Among the heroes fought Pte. Hasan Amat, who is believed to be Canada's only Muslim casualty – also among 22 other Muslim soldiers to serve for Canada during the war.

Lt.-Col. Martin Anderson, the commanding officer of the 4th Battalion of the local Royal Canadian Regiment unit, has prepared for the unique ceremony for more than a year.

"We felt that it was important that we take a chance to recognize all the contributions to Canada's defence," he said. "I think we, as an organization, underrepresent the communities we're from. We need to broaden our diversity amongst ourselves so we represent the cities that we train and work in. "

Hasan Amat

Pte. Hasan Amat was 23 years-old when he died during the Battle of Hill 70, which took place one hundred years ago this week. Amat, originally from Singapore, is believed to be one of 22 Muslim soldiers to serve for Canada in the First World War. (Hala Ghonaim/CBC)

Representatives of the local Muslim community, including the London Muslim Mosque, were asked to participate in the commemorative ceremony on Sunday.

Anderson said the local military base will increase its focus on inclusive recruiting this year by working more intimately with religious and cultural community groups.

He said the organization has also changed its application process to decrease wait times and increase interest in participation.

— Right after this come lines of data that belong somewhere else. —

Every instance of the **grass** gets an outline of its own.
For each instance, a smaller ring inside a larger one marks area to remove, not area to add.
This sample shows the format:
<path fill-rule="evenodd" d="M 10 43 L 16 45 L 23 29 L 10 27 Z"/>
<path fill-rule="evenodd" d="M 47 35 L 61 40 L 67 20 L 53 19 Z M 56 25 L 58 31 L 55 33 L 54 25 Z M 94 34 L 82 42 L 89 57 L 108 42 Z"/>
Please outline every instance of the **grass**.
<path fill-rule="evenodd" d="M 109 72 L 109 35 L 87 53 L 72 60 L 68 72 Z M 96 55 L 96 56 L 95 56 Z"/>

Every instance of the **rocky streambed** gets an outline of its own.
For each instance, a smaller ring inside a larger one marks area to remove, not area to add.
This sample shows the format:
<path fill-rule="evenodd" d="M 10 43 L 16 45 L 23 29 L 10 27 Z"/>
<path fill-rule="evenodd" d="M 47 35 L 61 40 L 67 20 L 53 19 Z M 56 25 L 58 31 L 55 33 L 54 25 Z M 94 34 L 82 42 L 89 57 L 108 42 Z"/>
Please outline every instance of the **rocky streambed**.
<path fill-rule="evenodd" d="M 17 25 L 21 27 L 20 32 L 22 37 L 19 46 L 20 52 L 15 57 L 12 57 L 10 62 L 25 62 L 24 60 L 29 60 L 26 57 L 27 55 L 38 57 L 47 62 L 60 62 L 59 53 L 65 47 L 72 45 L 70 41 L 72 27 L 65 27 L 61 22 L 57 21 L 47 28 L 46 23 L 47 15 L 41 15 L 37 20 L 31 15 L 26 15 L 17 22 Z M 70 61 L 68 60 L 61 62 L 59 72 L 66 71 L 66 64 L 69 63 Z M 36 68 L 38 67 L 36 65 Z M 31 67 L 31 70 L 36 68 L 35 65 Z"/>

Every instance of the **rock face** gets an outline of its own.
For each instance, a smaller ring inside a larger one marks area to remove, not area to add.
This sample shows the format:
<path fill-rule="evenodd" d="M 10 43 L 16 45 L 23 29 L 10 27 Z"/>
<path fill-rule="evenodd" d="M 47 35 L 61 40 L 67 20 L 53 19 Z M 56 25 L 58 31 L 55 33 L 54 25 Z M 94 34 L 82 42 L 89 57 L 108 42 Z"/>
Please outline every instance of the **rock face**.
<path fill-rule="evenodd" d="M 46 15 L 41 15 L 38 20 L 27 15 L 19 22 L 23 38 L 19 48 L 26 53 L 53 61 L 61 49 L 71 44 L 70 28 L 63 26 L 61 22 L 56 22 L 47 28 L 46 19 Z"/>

"We have decreased the length of time it takes to get sworn in as a solider. It used to take months and months and months for someone who expressed interest to get through the door. Now, it takes a matter of weeks," he said.

"There's more progress to be made but we're beginning to see an increase in diversity inside our own organization."

Hasan Amat

Capt. Alex Gaillard (left) and Lt.-Col. Martin Anderson, who’s the commanding officer of the 4th Battalion of the Royal Canadian Regiment unit from the Canadian forces, at a commemorative ceremony of the Battle of Hill 70 at the Wolseley Barracks. (Hala Ghonaim/CBC)

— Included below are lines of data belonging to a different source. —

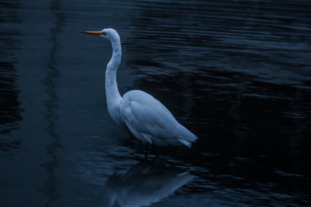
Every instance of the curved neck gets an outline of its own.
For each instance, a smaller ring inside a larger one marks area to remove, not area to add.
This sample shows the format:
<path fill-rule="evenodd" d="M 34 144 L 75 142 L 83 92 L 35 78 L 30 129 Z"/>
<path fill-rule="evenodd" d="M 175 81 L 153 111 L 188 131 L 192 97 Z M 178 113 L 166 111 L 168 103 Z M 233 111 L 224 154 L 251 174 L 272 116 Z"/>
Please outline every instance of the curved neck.
<path fill-rule="evenodd" d="M 122 122 L 119 107 L 122 97 L 117 84 L 117 70 L 121 61 L 121 44 L 118 37 L 110 40 L 112 45 L 112 57 L 106 70 L 106 97 L 108 111 L 112 119 L 119 124 Z"/>

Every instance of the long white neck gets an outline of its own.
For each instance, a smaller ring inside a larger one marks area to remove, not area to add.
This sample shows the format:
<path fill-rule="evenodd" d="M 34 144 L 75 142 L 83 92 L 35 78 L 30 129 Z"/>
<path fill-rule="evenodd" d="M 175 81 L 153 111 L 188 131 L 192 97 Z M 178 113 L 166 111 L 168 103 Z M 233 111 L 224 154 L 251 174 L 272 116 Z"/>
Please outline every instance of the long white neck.
<path fill-rule="evenodd" d="M 112 37 L 110 41 L 112 45 L 112 57 L 106 70 L 106 97 L 108 111 L 112 119 L 118 124 L 123 122 L 119 108 L 122 97 L 117 85 L 117 70 L 121 61 L 121 43 L 118 35 Z"/>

Muslim community remembers Amat

OPP Const. Emad Haider, who's also part of the Muslim community in London, addressed the importance of focusing on positive contributions made by Muslim Canadian leaders, who, he said, are often underrepresented.

"It's just really refreshing to have something like this happen in our local community," he said. "We don't really see it often, especially in the media. We always hear what happened in terms of the negative stereotypes associated with Muslims."

Capt. Ryan Carter, the Imam at the Royal Military College of Canada, reminded people that Muslim Canadians have been a part of the nation's history since its confederation.

"We are part of this historical narrative including the narrative of WW I and subsequent wars and conflict of Canadian history," he said. "The war effort and subsequent conflict in past and present have included Canadian of all demographics, cultures, and religion."

And Capt. Tyson Akkila agrees.

He joined the Canadian Armed Forces in 1994 – only four years after immigrating to Canada as refugee – and has proudly served his country as a Muslim Canadian.

"We are a part of this society and we are a part of this country. That's the trust the Canadian government gave us as Canadian citizen," he said. "I'm giving my life to this country to serve this country."